For instance, at least 8 different genes impact skin color. The combined effect of variations in these numerous genes leads to the child’s skin tone. Rather than categorizing traits like skin color as simply dominant or recessive, polygenic inheritance produces a spectrum of possible outcomes depending on which variations of the involved genes are inherited.
Random Assortment
The inheritance of genes occurs randomly during conception when chromosomes from the egg and sperm come together. While a child always inherits exactly half of the DNA from each parent, it is a matter of chance which copies of each chromosome pair get passed down. Siblings can have markedly different genetic inheritance as a result of this randomness. One child might share more DNA with the father, while another child may share more traits with the mother due to variances in inherited genes.
Epigenetics
While genetics determine the possibilities, a process called epigenetics influences how genes are actually expressed.
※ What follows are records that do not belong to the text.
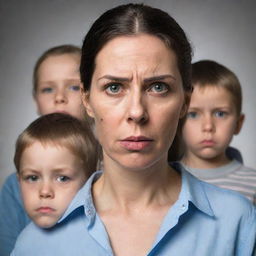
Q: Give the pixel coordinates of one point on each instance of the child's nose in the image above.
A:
(208, 124)
(61, 97)
(46, 190)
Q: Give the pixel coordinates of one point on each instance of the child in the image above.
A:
(56, 83)
(54, 157)
(213, 117)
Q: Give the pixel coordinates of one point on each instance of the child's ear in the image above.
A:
(86, 101)
(18, 176)
(185, 104)
(183, 111)
(239, 124)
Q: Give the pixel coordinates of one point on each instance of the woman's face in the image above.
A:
(136, 99)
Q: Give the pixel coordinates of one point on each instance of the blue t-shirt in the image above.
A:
(205, 220)
(13, 217)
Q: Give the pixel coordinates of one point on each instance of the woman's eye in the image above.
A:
(192, 115)
(63, 178)
(74, 88)
(159, 87)
(220, 114)
(46, 90)
(113, 88)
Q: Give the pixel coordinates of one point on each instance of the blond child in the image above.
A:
(54, 157)
(214, 117)
(56, 88)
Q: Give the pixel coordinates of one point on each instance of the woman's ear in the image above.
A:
(239, 123)
(86, 101)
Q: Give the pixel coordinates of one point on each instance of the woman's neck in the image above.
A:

Environmental factors and lifestyle choices can activate or deactivate certain genes through chemical changes that turn them on or off. A classic example is identical twins, who share the exact same DNA but may develop different physical traits over their lifetimes based on epigenetic changes. Diet, exercise, stress levels and other external conditions create epigenetic tags on DNA that affect gene expression. Therefore, genetics lay the foundation, but the actual manifestation of traits is influenced by forces outside the gene code itself.
Sex Chromosomes
The sex chromosomes (X and Y) also influence what physical characteristics can be inherited. Certain genes are only carried on the X or Y chromosome. For example, genes for facial hair occur on the Y chromosome. A baby boy inherits X chromosome genes from his mother and Y chromosome genes from his father. This means certain traits like facial hair come exclusively from Dad. In contrast, a baby girl inherits X chromosomes from both parents, allowing her to display traits like her mother’s facial structure that are encoded on the X chromosome.
Mitochondrial DNA
Mitochondria are organelles that generate energy in cells and contain their own DNA called mtDNA. Mitochondrial DNA passes directly from a mother to her offspring. Paternal mtDNA is usually destroyed during fertilization. Daughters inherit exact copies of their mother’s mtDNA, while sons inherit only a copy. This means that characteristics influenced by mitochondrial DNA are only inherited maternally.
Genetic Disorders
If either parent carries genetic mutations that cause disorders like cystic fibrosis, sickle cell anemia, or Huntington’s disease, their child may inherit the condition. Diseases caused by abnormal dominant genes have a higher chance of manifesting. But disorders tied to recessive mutations can still occur if both parents, by chance, carry and pass down the same defective gene. Consultation with a genetic counselor allows couples to understand their risks and options when planning children.
Role of Environment
Aside from genetics, a child’s physical environment in the womb also shapes their development and appearance. Nutrition, viruses, toxins, and substances like alcohol or drugs taken by the mother cross the placenta and can impact prenatal growth. Babies of mothers who smoke often have lower birth weight. Poor maternal nutrition or alcohol use may produce facial abnormalities. Stress hormones also cross the placenta and could theoretically influence physical features or temperament. However, the effects of maternal conditions on appearance are complex.
Conclusions
While parents may hope their new baby looks just like Dad or is the spitting image of Mom, the genetic truth is often more blended. Babies inherit a mosaic of genes from both parents. Traits under simple genetic control are more likely to clearly resemble one parent. But for most complex features, the baby represents a combination of inherited genes. The assortment occurs randomly, so appearance and which parent is favored is ultimately unpredictable. Environment also plays a role during gestation. Overall, babies exhibit a unique blend of characteristics from both sides of the family. Certain features may lean more towards one parent, but a variety of genetic factors usually determine who the baby will most resemble.